Can you go into more detail, so you use like 2/3 of the liquid required and pressure cook it? then finish? 

wouldn't a rice cooker do the same thing?


----------



## boomchakabowwow (Jan 6, 2014)

thanks everyone.

i especially appreciate the peeks you allow us home cooks, into your pro kitchens..nice!!

i barely stir polenta/grits either..


----------



## jared08 (Jan 6, 2014)

I sweat down onions and garlic till translucent and sweet, not browned tho. Add rice and dry stir to slightly toast to bring a nuttyness out. Deglaze with white wine and reduce that till nearly gone, then add chicken stock till abiut 2/3 cooked and lay out on sheet try to cool. Reheat to order in pan with butter, cheesen S&P, and stock. Never cream. Stir rappidly at the end.


----------



## split0101 (Jan 6, 2014)

Its interesting to see how people differ when they make their rissoto. I have heard that technically you are not supposed to toast the rice even though I like to toast it until it starts to get translucent. I dont like to take the rice to when it begins to brown since I feel the final product looks off with darker rice grains. I stir every few minutes, especially when adding my cooking liquid. I dont stand over the stove stiring constantly as I have tried both methods and didnt really notice a difference in the final dish. Both came out creamy and with the same consistancy. 

I have also tried Thomas Keller's recipe and that calls for heavy cream whipped to stiff peaks to be added at the very end along with butter and cheese. I agree with the butter and cheese but the heavy cream was overkill. 

Of course shaving on a generous portion of white truffle never hurts


----------



## Gravy Power (Jan 6, 2014)

I'm careful about letting it go to long alone, becauase I've had a couple of rissotto's for a mass quantity die in a rondo.


----------



## Brad Gibson (Jan 7, 2014)

i will continue to stand over the stove for 20 minutes stirring with a wooden spoon stamped "france" for the rest of my life. risotto is something that is genuine and should be kept as something sacred. what the hell else do we have in the kitchen? we should keep the traditions.

maybe mine is better than yours, its most likely.


----------



## jbl (Jan 7, 2014)

Mascarpone/butter and Parmesan/pecorino should be added right at the end, off the heat for mantecatura (emulsification).

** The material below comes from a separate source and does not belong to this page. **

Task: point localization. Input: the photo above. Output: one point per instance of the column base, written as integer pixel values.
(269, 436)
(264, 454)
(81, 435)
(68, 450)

Cooking these out can split them and the silky finish is compromised. 
At work I don't get time to stand over the pan, completely dedicated, but I definitely make time for it and make sure whatever I'm doing concurrently is low-maintenance, ie. washing and chopping herbs, as a forgotten risotto is a KP's scourge and a place in chefs' hell.


----------



## Chef Andy (Jan 7, 2014)

Brad Gibson said:


> i will continue to stand over the stove for 20 minutes stirring with a wooden spoon stamped "france" for the rest of my life. risotto is something that is genuine and should be kept as something sacred. what the hell else do we have in the kitchen? we should keep the traditions.
> 
> maybe mine is better than yours, its most likely.



Not when the traditions waste time for no reason. If I'm making a risotto at home it's because I have family over. I'd rather spend more time with family than stirring risotto. If I'm making one at work I for sure don't have time to constantly stir the risotto.

Scientifically the constant stirring does nothing as long as you don't have your pan set at too high of a temperature. I've never had an issue with my risottos not turning out before.


----------



## ohbewon (Jan 7, 2014)

boomchakabowwow said:


> i did a green pea risotto last night. i served it along side a double thick cut center-cut pork chop that i grill smoked with almond wood.
> 
> running between stovetop and my backyard weber was very interesting..eventually, i decided fire management was more important than risotto management.
> 
> ...



I don't pretend to know everything, but your technique of multi-tasking and stirring when it needs it is on par with most kitchens. Essentially when you stir it, you're releasing the starch which makes vialone nano naturally creamy. That's the whole "science" behind the stirring. Risotto is a grain, which will soak up liquid no matter what you do. The stirring just makes it creamy.  the more you stir, the better the end product. But no one in a professional kitchen has time to stand over a stove and focus on one thing for two hours. If I'm wrong, I want a job there.


----------



## Chuckles (Jan 7, 2014)

This thread is a good example of why I don't like making risotto at work anymore. Everybody has a strong opinion for the initial steps and wants to tell you all about it even if they are a teenager from the sticks. They rarely can talk with any authority about what it is supposed to be when it is actually done. Just don't add so much liquid that it will have to over cook or scorch to be ready and save your brain for what to do after you taste it.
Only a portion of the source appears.